This photo shows Lemon Creek Correctional Center in Juneau, which over several months transferred 20% of the prison’s population to facilities in South Central Alaska amid repairs. (Jonson Kuhn / Juneau Empire)

This photo shows Lemon Creek Correctional Center in Juneau, which over several months transferred 20% of the prison’s population to facilities in South Central Alaska amid repairs. (Jonson Kuhn / Juneau Empire)

About half of inmates transferred from Juneau are sentenced felons, according to DOC

Lemon Creek Correctional Center’s remaining population largely male, according to department.

About half of the people previously incarcerated at Lemon Creek Correctional Center and transferred to other in-state facilities were sentenced felons, according to an Alaska Department of Corrections spokesperson.

The Juneau prison, which is both an intake and long-term facility has a population of men and women including both sentenced felons and people awaiting arraignment, trial or sentencing, over the last several months transferred 45-50 people — about 20% of its population — to facilities located in Southcentral Alaska while repairs are underway at LCCC, according to DOC.

Betsy Holley, public information officer for DOC, told the Empire in an email the inmate population remaining at LCCC is largely male and that the transfers were solely due to repairs led by the Alaska Department of Transportation and Public Facilities and not an indicator of a planned closing.

Holley said that factors determining which facility inmates were transferred to included custody level and capacity at other facilities.

According to Megan Edge, prison project and communications director for the American Civil Liberties Union of Alaska, women previously incarcerated in Juneau have one destination as an option, while men may have been transferred to several locations.

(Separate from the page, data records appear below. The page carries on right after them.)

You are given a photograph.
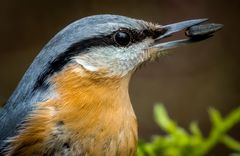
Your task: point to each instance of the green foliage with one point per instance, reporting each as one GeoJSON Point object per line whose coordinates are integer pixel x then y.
{"type": "Point", "coordinates": [180, 142]}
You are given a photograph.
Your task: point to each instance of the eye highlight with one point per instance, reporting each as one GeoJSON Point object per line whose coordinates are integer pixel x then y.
{"type": "Point", "coordinates": [122, 37]}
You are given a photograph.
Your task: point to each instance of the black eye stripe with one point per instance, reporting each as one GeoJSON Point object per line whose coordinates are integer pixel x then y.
{"type": "Point", "coordinates": [65, 57]}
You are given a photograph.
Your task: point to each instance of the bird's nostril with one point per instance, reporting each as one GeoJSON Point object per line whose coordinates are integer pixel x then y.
{"type": "Point", "coordinates": [158, 32]}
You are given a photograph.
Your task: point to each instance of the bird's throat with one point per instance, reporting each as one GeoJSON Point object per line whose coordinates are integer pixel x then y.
{"type": "Point", "coordinates": [90, 115]}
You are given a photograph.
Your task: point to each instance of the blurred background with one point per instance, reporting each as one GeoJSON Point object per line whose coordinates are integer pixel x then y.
{"type": "Point", "coordinates": [188, 81]}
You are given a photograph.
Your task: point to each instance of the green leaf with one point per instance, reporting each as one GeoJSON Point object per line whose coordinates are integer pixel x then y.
{"type": "Point", "coordinates": [163, 120]}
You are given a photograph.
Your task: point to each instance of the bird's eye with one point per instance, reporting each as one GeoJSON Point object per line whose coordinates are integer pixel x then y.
{"type": "Point", "coordinates": [122, 38]}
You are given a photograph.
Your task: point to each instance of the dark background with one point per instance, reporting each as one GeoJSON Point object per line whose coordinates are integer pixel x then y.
{"type": "Point", "coordinates": [188, 81]}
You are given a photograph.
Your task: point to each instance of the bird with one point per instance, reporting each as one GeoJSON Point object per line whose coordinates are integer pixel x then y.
{"type": "Point", "coordinates": [73, 100]}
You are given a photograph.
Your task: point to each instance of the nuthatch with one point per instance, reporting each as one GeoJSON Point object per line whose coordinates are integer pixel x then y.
{"type": "Point", "coordinates": [73, 100]}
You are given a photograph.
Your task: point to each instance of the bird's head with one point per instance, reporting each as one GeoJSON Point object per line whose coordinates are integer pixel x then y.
{"type": "Point", "coordinates": [111, 45]}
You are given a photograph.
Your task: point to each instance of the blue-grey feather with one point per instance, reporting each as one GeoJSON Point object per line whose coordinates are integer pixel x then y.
{"type": "Point", "coordinates": [23, 99]}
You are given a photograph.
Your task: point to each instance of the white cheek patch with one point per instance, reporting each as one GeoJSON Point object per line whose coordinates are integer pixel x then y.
{"type": "Point", "coordinates": [86, 65]}
{"type": "Point", "coordinates": [116, 61]}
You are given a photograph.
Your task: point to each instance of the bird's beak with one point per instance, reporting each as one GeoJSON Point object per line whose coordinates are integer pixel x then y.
{"type": "Point", "coordinates": [195, 30]}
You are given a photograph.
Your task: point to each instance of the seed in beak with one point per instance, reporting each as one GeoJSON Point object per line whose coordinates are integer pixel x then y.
{"type": "Point", "coordinates": [202, 30]}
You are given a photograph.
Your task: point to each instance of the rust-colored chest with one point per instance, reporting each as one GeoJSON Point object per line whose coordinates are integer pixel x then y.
{"type": "Point", "coordinates": [88, 116]}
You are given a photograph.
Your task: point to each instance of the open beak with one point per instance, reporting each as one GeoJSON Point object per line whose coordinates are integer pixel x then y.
{"type": "Point", "coordinates": [195, 30]}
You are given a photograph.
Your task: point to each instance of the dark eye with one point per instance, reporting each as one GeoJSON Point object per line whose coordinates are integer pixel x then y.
{"type": "Point", "coordinates": [122, 38]}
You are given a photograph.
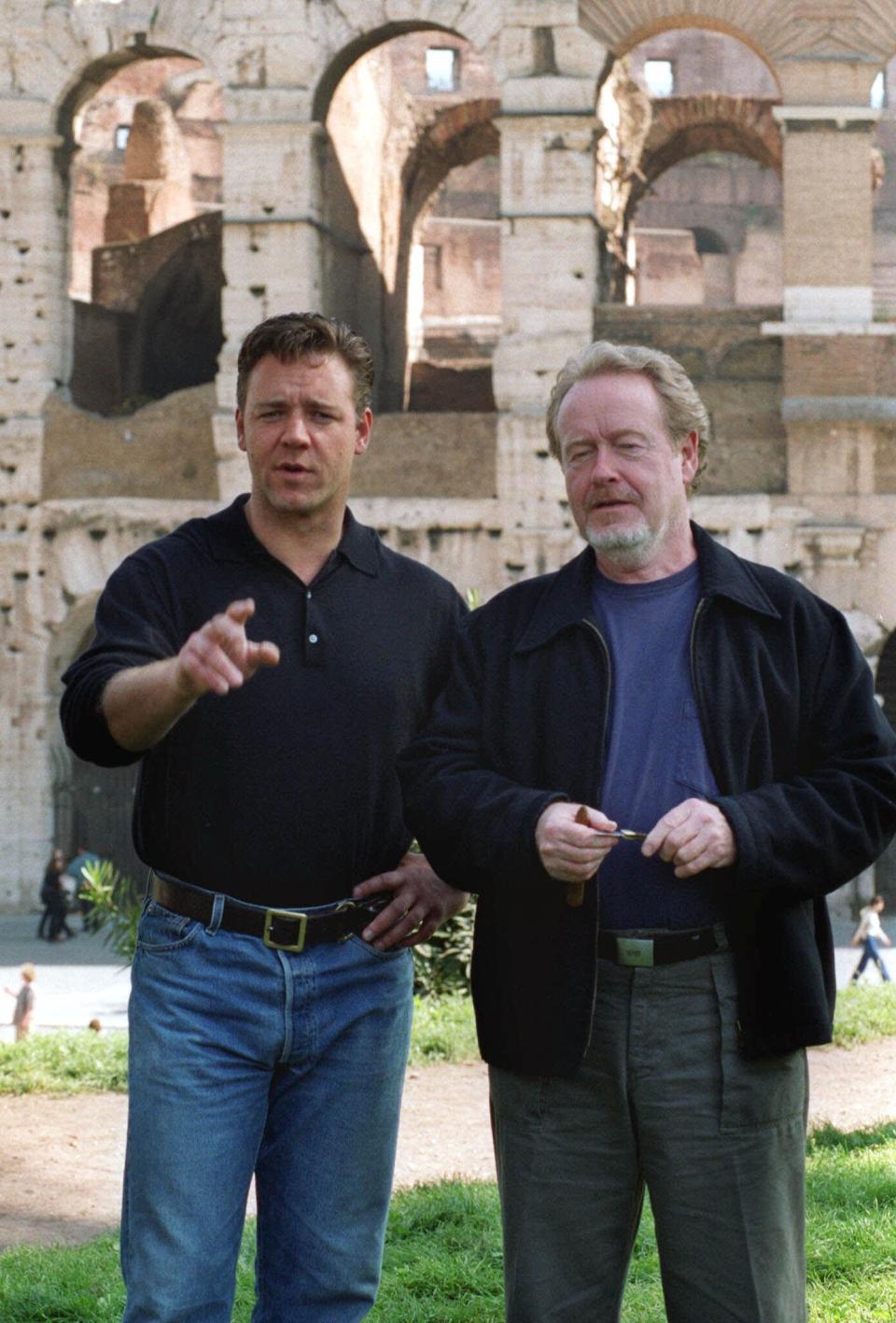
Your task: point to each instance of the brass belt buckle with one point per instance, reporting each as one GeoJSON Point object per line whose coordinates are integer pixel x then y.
{"type": "Point", "coordinates": [637, 951]}
{"type": "Point", "coordinates": [293, 917]}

“Hiland will only take the women and so with men it really depends on which institutions quite honestly have space,” Edge said. “Also, everybody sentenced has a classification, so they could be maximum, medium, minimum and that will kind of determine which facility they’ll end up in if they are male. Women have classification also but there’s only one women’s prison, so they’ll all end up going to Hiland. For male prisoners they could end up in Steward in Spring Creek which is maximum security, at Wildwood which is in Kenai which is medium/minimum or at Goose Creek which is also medium and that’s out in Point MacKenzie in the Matanuska-Susitna Valley.”

Per state statute and DOC policy, people released from state facilities are returned to the point of their arrest.

Edge said while DOC is legally obligated to return people to their place of arrest, where it gets tricky is if they have conditions of release that the community in which they were arrested cannot provide for, such as drug treatment, mental health, housing or sexual offender treatment. Furthermore, Edge said the other issue regarding inmates being transferred to different facilities within Alaska is an inmate’s rights to visitation.

“I would also say the other part that’s kind of alarming about it is for sentenced individuals, and this isn’t the same for pretrial necessarily, which is sad, but for sentenced individuals they have a right to rehabilitation and the state has said for years that part of the right to rehabilitation is your ability to have family visits,” Edge said. “So, if we’re moving a bunch of people from Southeast Alaska to Hiland Mountain here in South Central, what is their access to family visitation and the connections to their children? It makes things a lot more challenging. That’s also alarming and I’m not sure that DOC knows how to remedy it or if they even can.”

DOC previously told the Empire inmates are able to communicate with legal representation and family remotely and overwhelmingly favor that method.